The oil usually just disappears by itself, I have no idea how it works but it just does.

MikeinAppalachia
MikeinAppalachia
15 years ago

BP will be lucky if they are out only the $20B. Our (USA) current regime will doubtless find a whole raft of additional charges after they have used the initial $20B as their slush fund. Recently, they extorted $100 M from Dell and a similiar amount from GE. And they had no connection to Kenya that is known.

Obligato
Obligato
15 years ago

I seem to remember a recent story that highlighted the fact that there are many many natural oil seeps in the Gulf – where oil and methane escape upward from the oil bearing layers into the water column . The total escape from the Deepwater Horizon blowout was about 2X the annual estimated natural seepage. i.e. the environment that the eco-loons portray as pristine was already coping with a substantial level of oil pollution.
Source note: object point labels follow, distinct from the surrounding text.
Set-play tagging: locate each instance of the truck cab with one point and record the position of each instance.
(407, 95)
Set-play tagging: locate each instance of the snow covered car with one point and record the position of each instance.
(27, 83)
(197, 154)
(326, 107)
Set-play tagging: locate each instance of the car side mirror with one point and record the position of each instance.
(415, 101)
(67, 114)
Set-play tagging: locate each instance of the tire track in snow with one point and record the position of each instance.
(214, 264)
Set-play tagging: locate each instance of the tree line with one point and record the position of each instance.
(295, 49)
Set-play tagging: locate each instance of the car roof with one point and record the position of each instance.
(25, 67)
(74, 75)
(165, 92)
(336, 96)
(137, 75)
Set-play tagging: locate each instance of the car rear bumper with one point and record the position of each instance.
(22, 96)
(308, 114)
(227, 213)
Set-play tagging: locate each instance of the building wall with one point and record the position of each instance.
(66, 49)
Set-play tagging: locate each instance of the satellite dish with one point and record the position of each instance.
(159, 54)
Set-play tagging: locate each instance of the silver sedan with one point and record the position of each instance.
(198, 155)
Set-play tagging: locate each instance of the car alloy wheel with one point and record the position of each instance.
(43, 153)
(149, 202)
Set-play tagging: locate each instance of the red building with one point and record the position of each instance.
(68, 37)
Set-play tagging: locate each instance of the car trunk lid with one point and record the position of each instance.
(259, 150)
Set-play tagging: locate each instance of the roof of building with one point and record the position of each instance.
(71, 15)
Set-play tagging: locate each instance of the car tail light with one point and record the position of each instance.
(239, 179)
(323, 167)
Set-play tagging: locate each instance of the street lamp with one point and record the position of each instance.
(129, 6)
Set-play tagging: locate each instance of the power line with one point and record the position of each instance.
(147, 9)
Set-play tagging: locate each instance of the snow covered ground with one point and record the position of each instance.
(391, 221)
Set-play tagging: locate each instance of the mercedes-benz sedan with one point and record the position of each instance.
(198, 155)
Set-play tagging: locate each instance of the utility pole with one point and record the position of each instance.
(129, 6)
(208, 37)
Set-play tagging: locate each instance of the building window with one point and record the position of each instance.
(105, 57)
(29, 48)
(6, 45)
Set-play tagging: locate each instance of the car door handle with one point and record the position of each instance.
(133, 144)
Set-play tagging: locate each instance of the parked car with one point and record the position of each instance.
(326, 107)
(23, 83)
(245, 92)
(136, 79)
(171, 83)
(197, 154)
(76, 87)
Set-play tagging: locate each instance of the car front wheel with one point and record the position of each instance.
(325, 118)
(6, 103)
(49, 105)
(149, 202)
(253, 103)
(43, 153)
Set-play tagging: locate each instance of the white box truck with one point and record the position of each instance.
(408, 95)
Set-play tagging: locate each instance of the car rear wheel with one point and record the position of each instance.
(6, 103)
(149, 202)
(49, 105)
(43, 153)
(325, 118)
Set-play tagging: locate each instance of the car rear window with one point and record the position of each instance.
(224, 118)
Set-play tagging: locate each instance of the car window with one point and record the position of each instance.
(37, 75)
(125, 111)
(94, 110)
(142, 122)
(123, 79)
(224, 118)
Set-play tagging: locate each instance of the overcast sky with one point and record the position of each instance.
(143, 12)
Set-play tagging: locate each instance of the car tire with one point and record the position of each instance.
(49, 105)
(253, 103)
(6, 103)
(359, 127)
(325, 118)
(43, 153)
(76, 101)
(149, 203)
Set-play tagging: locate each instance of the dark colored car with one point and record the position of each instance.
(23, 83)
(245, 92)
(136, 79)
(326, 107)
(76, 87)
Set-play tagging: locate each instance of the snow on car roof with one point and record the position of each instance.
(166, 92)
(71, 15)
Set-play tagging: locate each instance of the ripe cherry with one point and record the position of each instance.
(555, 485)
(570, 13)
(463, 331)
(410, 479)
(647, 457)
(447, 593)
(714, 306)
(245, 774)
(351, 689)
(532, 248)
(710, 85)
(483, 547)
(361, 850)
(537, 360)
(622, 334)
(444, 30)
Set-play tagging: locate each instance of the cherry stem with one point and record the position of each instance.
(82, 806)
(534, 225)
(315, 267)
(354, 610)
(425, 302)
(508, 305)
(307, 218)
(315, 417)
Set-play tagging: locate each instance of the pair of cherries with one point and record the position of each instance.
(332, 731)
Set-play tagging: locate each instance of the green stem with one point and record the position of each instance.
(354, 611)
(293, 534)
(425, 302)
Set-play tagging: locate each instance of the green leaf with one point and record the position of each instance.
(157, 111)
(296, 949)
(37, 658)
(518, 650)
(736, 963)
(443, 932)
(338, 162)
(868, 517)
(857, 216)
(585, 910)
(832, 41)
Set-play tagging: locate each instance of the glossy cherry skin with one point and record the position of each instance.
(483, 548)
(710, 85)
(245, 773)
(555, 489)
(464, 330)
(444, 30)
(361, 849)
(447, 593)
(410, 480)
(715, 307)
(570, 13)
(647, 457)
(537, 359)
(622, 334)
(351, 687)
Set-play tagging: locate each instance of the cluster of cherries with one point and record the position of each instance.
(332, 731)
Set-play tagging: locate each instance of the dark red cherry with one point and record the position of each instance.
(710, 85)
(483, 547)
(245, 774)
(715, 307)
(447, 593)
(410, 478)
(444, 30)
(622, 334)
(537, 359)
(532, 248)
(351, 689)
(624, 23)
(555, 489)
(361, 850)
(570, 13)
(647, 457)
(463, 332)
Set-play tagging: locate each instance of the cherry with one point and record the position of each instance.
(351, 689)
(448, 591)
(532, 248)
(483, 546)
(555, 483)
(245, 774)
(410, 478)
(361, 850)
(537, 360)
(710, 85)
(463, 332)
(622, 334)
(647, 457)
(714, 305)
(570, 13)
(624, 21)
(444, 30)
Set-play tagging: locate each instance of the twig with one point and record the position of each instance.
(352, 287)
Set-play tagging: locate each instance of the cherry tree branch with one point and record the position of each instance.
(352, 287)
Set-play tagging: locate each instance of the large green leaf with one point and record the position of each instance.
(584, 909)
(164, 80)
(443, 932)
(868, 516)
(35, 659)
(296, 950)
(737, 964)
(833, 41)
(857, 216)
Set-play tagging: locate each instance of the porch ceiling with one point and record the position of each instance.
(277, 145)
I guess the bugs just thought Christmas had come early….

trackback

[…] Which gives the lie to the naive free market fairystory that naughty firms just pretending to be sustainable will be swiftly abandoned by consistently conscientious consumers. Indeed (focusing more widely than consumer behaviour) you may have noted that BP’s share price recently rose. Which indicates that even being a certified planet-wrecker is no guarantee of abandonment by the forces of capitalism. (Though see Tim). […]

Johnathan Pearce
Johnathan Pearce
15 years ago

Yes, it is something that is often not mentioned by reports on the spill: oil is organic, and hence gets back into the system without being permanently there.